In our view, the more meaningful risk would emerge if repricing evolves beyond forward expectations and into a realized hiking cycle capable of materially tightening financial conditions and reshaping broader market narratives. Historically, major capital expansion regimes tend to remain resilient during moderate rate volatility, but become increasingly vulnerable once liquidity conditions begin tightening in a sustained and realized manner.
Should inflation reaccelerate materially or central banks shift back toward active tightening, we would be prepared to reassess portions of the broader AI infrastructure thesis accordingly.
The broader thesis surrounding AI infrastructure remains constructive in our view, but it is not unconditional. Capital cycles of this scale rarely move linearly, particularly when they become increasingly dependent on financing conditions and long-duration investment assumptions.

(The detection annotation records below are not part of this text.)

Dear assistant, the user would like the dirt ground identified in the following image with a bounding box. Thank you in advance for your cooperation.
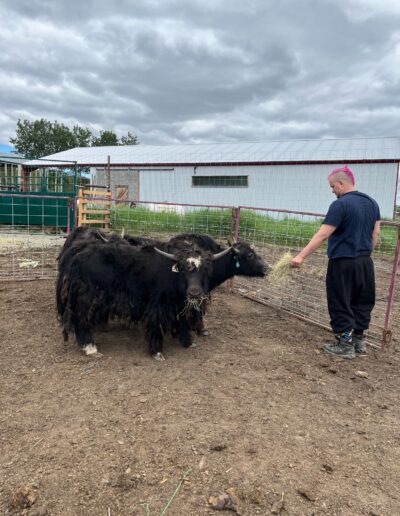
[0,280,400,516]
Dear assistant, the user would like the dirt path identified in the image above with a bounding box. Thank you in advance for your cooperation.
[0,281,400,516]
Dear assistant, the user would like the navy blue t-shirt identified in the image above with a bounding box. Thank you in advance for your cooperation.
[324,191,380,258]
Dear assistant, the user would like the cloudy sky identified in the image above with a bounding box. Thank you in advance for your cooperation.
[0,0,400,151]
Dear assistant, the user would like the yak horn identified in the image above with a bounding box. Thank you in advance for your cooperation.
[212,247,232,261]
[154,246,177,262]
[97,231,108,242]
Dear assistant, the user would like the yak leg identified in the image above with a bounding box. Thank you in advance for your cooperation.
[147,323,165,360]
[75,324,97,355]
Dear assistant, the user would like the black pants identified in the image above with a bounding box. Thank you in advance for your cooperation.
[326,256,375,334]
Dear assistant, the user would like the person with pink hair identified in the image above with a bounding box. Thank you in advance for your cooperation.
[291,165,380,358]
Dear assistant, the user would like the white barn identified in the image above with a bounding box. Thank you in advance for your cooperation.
[28,137,400,218]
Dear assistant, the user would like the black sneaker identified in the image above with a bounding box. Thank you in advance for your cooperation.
[353,335,368,355]
[323,341,356,358]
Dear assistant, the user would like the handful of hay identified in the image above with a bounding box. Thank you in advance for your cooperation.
[268,253,293,283]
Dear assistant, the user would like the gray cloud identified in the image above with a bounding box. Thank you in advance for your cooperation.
[0,0,400,144]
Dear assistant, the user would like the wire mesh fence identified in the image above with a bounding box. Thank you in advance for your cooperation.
[0,194,400,345]
[235,207,400,345]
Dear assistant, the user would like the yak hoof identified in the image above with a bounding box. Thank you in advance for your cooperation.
[153,352,165,362]
[82,344,98,355]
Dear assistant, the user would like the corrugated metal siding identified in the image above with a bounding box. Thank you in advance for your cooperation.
[140,163,397,218]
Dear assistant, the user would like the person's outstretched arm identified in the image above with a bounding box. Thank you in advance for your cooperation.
[292,224,336,267]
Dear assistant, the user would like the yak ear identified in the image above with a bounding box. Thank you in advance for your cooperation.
[154,246,177,262]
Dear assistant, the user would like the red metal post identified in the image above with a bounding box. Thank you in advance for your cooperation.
[383,228,400,345]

Understanding both the opportunity and the vulnerability of the current regime is therefore critical.

Conclusion
Artificial intelligence is often discussed as a continuation of the software era, but the structure of the current cycle increasingly suggests something different. The world is moving from a regime dominated by asset-light scalability toward one increasingly shaped by infrastructure requirements, industrial capacity, and real-world capital expenditure.
Importantly, we do not expect this transition to unfold linearly. Many of the sectors positioned within the AI infrastructure buildout remain highly sensitive to liquidity conditions, financing costs, positioning, and speculative capital flows. As expectations accelerate, periods of crowding and sharp volatility are likely inevitable across both infrastructure providers and broader AI-linked equities.
Our view is therefore not based on short-term price action or the expectation of a straight-line expansion cycle. Rather, we view the current environment through a medium to long-term horizon measured over the coming one to five years. While individual sectors and companies may experience significant volatility throughout that process, we believe the broader direction of infrastructure spending and AI-driven capital expenditure remains structurally higher than what current benchmarks and market narratives fully imply.
The previous decade rewarded margin expansion and digital scalability. The emerging decade may increasingly reward infrastructure providers, industrial capacity, and the receivers of AI-driven capital flows.
The market still largely views AI as a digital story.
Increasingly, it has become a physical one.